前野貴徳 写真:Getty Images

 愛媛FCは今月7日開催の明治安田J2リーグ第9節で、ファジアーノ岡山に2-2と引き分け。愛媛所属DF前野貴徳が試合後、ゴール裏のサポーターに熱い言葉で訴えるシーンが話題を呼んでいただけに、本人が自身の言動を振り返っている。

 昨季J3優勝を成し遂げた愛媛は、今季のJ2第8節終了時点で4勝1分3敗と上位争いを繰り広げる中、第8節終了時点で首位の岡山相手に互角の戦いを展開。12分にFW松田力のゴールで先制すると、オウンゴール献上直後の70分にDF小川大空のゴールで勝ち越し。72分にDFパク・ゴンウが一発退場となり、後半アディショナルタイムに同点ゴールを許したとはいえ、ホームで貴重な勝ち点1をつかんだ。

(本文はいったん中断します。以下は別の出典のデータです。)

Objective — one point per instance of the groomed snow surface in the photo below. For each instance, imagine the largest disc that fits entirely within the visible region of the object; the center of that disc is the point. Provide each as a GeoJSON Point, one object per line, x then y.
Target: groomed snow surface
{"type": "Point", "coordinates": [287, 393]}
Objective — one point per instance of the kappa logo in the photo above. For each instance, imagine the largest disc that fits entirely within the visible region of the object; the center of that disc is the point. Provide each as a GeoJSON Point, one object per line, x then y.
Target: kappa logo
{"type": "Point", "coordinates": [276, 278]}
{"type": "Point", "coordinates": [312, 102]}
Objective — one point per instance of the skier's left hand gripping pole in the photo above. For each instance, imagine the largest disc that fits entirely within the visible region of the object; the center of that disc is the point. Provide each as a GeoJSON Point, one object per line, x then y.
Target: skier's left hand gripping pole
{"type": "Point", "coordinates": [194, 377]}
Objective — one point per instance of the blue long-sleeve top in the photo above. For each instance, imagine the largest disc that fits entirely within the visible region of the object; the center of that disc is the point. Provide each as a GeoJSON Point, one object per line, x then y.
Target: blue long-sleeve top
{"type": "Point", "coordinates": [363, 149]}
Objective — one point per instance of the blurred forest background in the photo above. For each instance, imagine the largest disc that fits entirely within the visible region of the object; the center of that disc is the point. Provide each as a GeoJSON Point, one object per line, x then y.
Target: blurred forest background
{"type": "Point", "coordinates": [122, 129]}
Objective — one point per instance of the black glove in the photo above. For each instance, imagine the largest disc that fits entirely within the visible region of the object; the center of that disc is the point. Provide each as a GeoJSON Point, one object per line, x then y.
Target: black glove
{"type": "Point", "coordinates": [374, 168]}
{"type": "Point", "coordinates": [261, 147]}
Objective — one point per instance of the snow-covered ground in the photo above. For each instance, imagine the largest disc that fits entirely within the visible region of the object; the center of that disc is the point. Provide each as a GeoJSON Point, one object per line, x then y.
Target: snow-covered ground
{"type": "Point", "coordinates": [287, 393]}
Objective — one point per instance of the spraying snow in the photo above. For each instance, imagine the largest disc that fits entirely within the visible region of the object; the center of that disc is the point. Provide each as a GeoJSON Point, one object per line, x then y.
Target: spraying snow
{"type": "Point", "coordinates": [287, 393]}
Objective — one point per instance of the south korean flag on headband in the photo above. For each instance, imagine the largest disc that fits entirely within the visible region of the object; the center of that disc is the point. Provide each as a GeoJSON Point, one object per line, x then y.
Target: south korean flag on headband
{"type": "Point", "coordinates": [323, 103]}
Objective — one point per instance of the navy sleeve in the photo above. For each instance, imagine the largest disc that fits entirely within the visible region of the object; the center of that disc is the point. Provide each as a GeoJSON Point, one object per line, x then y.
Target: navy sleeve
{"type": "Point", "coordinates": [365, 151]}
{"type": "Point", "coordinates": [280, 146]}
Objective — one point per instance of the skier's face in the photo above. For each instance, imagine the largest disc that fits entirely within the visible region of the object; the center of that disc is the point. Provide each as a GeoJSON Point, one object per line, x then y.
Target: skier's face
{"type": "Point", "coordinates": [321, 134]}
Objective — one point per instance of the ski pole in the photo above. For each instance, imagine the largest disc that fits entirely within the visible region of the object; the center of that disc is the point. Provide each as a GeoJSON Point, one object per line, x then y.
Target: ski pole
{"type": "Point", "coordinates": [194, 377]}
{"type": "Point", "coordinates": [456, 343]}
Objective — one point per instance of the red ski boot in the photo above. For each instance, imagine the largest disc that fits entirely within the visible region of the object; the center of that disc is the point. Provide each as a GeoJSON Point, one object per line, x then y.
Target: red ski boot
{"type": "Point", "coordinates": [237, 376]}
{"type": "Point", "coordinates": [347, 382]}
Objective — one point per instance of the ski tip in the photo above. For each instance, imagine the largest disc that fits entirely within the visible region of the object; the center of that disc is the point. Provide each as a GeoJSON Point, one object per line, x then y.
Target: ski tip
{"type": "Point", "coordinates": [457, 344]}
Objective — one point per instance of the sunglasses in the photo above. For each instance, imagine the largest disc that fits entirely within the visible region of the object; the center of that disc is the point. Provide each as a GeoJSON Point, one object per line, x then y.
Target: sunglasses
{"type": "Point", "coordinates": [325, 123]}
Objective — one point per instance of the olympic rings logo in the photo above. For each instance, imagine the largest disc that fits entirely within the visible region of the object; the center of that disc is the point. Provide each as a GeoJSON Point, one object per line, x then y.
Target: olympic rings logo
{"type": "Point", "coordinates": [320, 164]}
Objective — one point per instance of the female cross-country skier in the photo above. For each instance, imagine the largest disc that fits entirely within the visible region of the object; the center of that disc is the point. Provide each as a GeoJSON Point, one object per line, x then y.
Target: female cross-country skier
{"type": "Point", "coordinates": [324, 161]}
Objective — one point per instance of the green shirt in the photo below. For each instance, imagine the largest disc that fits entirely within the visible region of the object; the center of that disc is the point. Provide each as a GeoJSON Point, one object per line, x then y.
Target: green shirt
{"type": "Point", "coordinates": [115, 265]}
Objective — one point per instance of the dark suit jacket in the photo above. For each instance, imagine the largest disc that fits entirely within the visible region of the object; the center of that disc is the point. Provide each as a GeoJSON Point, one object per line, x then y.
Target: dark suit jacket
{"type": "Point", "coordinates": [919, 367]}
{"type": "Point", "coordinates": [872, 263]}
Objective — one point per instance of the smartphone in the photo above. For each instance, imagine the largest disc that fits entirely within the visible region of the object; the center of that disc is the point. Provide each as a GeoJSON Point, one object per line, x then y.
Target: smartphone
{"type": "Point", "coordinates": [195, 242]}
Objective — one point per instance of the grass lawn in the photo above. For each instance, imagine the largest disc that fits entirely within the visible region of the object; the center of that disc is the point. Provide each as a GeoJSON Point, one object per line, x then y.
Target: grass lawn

 しかしホームゴール裏のサポーターが静まり返ると、前野はサポーターに向かって「なんであっち(岡山サポーター)より黙っているんだよ、じゃあもっとくれよ。もっとちょうだいよ」と激しい口調で注文。サポーターが「もっと頑張るよ!」と答えると、同選手に拍手が送られた。

 2017シーズン終了後にアルビレックス新潟から愛媛へ復帰し、今季で7年目となる前野。今月9日にクラブ公式YouTubeチャンネルで公開された動画では、同選手が岡山戦終了直後の心境について以下のように語っている。 

 「僕の素直な気持ちとして、確かにゴール裏で言えば岡山サポーターの方が人数的にも多かったし、あの人数がいればえ当然声も大きいだろうし、手拍子の迫力も違うだろうし。だけど、決して愛媛サポーターが負けていたと思っていない」

 「岡山は、試合途中から10人で戦った僕たちに対して引き分けというのは痛かったはず。愛媛サポーターがどう思ったのか分からないけど、(前節終了時点での)首位相手に10人になっても果敢に攻めたし、必死に戦った結果が勝ち点1で終わってしまったというのはあるけど、試合後にゴール裏に行った時に静かだったのが、許せなかったっていうのが正直ある。0-5で負けたとか、何もできずに負けたというような雰囲気が伝わったので、あのような発言をした」

 ただ一方で、前野は「勘違いしてほしくないのは、声が出ていないとかそういうことは本当に思っていない。90分間、僕たちと一緒に戦ってくれた、鼓舞してくれたと思っている」とサポーターに感謝。その上で「鼓舞でも良かったし、何でも良かったけど、(試合後に)アクションがほしかった」と要望している。